Ya Tuhan, meskipun aku berkata sudah melupakannya dan aku sudah punya pacar, mengapa irama jantungku menjadi tak beraturan begini? Tanganku pun ikut-ikutan menjadi dingin. Luka menggandeng tanganku dengan santai, lalu seperti biasa, kami akan memulai perdebatan.

"Jangan grogi gitu dong, Ndah, kan cuma gandengan gini aja, demi kepentingan acara." katanya.

"Ah, siapa juga grogi. Tapi kalo ketahuan pacarku kan ga enak. Apalagi ketahuan pacarmu."

"Aku belum punya pacar kok. Bebas aja gandengan ama siapa aja." jawabnya santai.

"Iya deh, tuan playboy, gandeng tante-tante juga boleh."

"Oke, Tante Indah."

"Sialan! Aku bukan Tantemu, kapan juga nikah sama Om kamu?"

"Lho, mau nikah sama Om aku? Tapi Om aku sudah nikah semua. Jangan desperate segitunya dong kalo belum laku."

"Awas kamu! Aku ini limited edition. Sudah ga beredar di pasaran, ngerti? Jangan-jangan kamu yang diobral?"

"Ooooh, produk gagal yang direcall? Kasihannya. Aku? Jelas laris manislah. Malah makin naik pasaran karena langka."

"Ooo barang koleksi? Sudah dimusiumkan? Kasihan dong."

"Gapapa deh, dipajang, dipandangi banyak orang dengan kagum. Tampan begini."

"Aduh, mau muntah. Udah kalo udah laku ga usah promosi. Kujual pula nanti dirimu."

"Dijual cepat tanpa perantara, di bursa bisnis online ya? Kamu aja kayaknya lumayan, aku yang dapat pemasukan tambahan."
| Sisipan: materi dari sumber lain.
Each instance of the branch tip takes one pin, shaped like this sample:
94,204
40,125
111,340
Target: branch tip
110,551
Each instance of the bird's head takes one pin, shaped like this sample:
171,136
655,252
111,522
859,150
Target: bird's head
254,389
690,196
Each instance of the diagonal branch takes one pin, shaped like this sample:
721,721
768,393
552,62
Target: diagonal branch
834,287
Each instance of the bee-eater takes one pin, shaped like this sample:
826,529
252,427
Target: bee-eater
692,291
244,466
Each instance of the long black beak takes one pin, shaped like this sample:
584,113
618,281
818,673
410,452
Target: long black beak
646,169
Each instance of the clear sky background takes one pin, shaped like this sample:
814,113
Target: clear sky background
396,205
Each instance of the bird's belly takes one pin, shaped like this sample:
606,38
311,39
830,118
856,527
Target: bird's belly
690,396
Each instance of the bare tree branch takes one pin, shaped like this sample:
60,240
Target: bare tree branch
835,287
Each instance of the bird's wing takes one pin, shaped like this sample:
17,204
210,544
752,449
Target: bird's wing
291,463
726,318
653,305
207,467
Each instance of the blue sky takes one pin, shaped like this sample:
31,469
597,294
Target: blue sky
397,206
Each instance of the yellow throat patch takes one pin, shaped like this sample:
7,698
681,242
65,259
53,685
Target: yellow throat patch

Tak tahan untuk tidak memukul dirinya. Entah dari mana tak ada rasa tersinggung dengan hinaan itu. Aku justru malah tersenyum sambil memukulnya.

Rehat saat acara siang, Yuan, Rhena dan Octa beserta pasangan mereka sama-sama penasaran dengan kami, "Kalian kenal dari mana?" tanya Iwan, suami Yuan dan teman Luka.

"Dari mana ya? Dari desa. Tuh gadis desa yang berurbanisasi memenuhi kota." kata Luka.

"Heh, emang kamu ga? Ngaca, Mas, ngaca! Lagi pula lebih desa dirimu. Aku kan tinggal di ibukota kabupaten, kamu? Pucuk gunung, dasar lembah." jawabku.

"Benar kan, Say, Indah itu suka sama tipe-tipe gini. Cocok kan mereka, ribut terus." kata Yuan pada Iwan.

"Mana ada? Capek dong ribut terus? Lagian ya, ini orang kalo kalian tahu, kubocorkan rahasiamu ya, Kak. Pemilih banget, selera tinggi, bawel, aneh. Ga ada baik-baiknya deh." kataku.

"Oooo, ya wajib dong. Masa aku sembarangan? Buat sekali seumur hidup masa asal comot. Kamu kali kebanyakan mantan tapi ga nikah-nikah." kata Luka.